Solar water heating must be an advantage – less power consumed overall and the power is ‘generated’ where it is being used. This means less demand on the grid, no new power lines, no need to dig up the brand new busway to install expensive underground power. Distributed power supply is the way of the future. I accept that solar water heating replaces off peak power, but you cannot tell me that it is free. My reduced power bill over the last 10 years confirms I made a good choice. Photovoltaic seems to have similar advantages. If you feed back to your grid you will be powering your neighbour’s freezer, no transmission costs there. The grid then becomes a means of redistributing power rather than transmitting power. Lets hope your meter credits you. Smart meters, how smart are they, or how smart are the power companies? Not as smart as Jan Wright thinks. My company does not use it to reduce my peak. It only uses it to read the meter via cell phone on a daily basis. Benefits should feed back to the consumer by charging lower spot prices, but do they? I hark back to the days of New Zealand Electricity Department, a benevolent dictator. They planned power generation and transmission in the national interest. Then Max Bradford came along telling us that competition would reduce power prices. When prices immediately went up he said ‘I didn’t expect that to happen.’ One thing for sure is that with asset sales it will mean higher prices and less control over our national interests.

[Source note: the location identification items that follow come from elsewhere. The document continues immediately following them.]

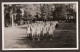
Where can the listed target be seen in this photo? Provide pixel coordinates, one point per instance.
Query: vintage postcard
(40, 26)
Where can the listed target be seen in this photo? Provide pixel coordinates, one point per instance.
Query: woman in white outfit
(28, 30)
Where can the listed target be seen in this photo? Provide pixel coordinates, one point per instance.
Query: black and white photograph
(40, 26)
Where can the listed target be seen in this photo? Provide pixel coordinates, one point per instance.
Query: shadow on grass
(61, 39)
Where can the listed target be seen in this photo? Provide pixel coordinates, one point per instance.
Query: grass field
(64, 37)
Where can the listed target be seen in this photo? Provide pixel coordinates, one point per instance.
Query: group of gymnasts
(41, 29)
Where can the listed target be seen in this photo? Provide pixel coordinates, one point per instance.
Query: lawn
(64, 37)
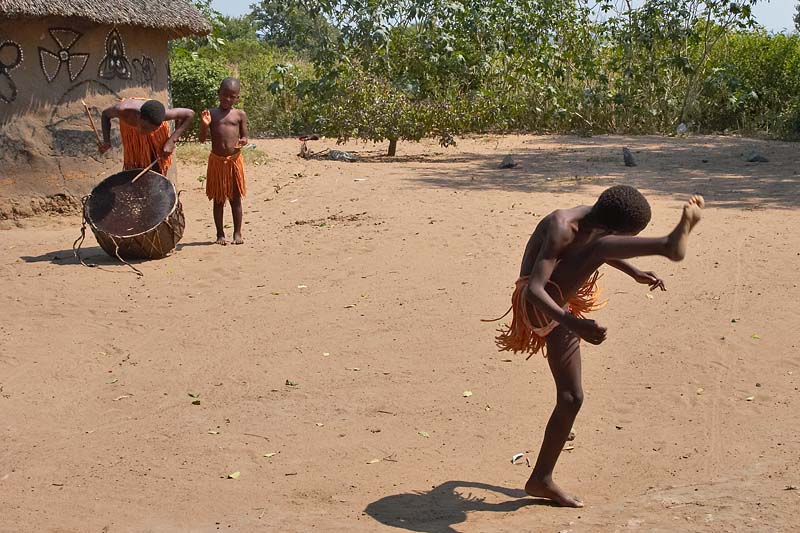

Your 29 July editorial tended to suggest that wind power is cheaper than solar water heating. The comparison cannot be made so simply. As a developer of solar water heaters for the past couple decades, I point out that a good solar water heater is more reliable than simple grid-electricity water heating, especially on the fringes of the grid. A good solar water heater will store water which could be useful, even life saving, in certain emergencies. Cents per kWh in normal operation is not the only criterion; Auckland is not so very much less prone than Canterbury to severe earthquakes, not to mention volcanoes! Factories in Perth or China are not a good start for cheap solar water heaters, and are much cheaper if built in situ, serving as the roof of the chosen area. Electricity is always an expensive form of energy, no matter how generated; after transmission for long distances, it is an inferior way to heat water compared with solar, if all considerations are duly weighed. Anyhow, it’s not a choice, wind or solar; both should be vigorously deployed to decrease our reliance on non-renewable and foreign resources.
‘The mainstream media, not the commissioner, has the primary responsibility for reporting events that are critical to the wellbeing, if not survival, of humanity.’ Too right and, like parliamentarians, the only way they will change their three-deep approach to burying human survival is if people write and hassle them about it. They may not print all the letters online or in print, but numbers do count.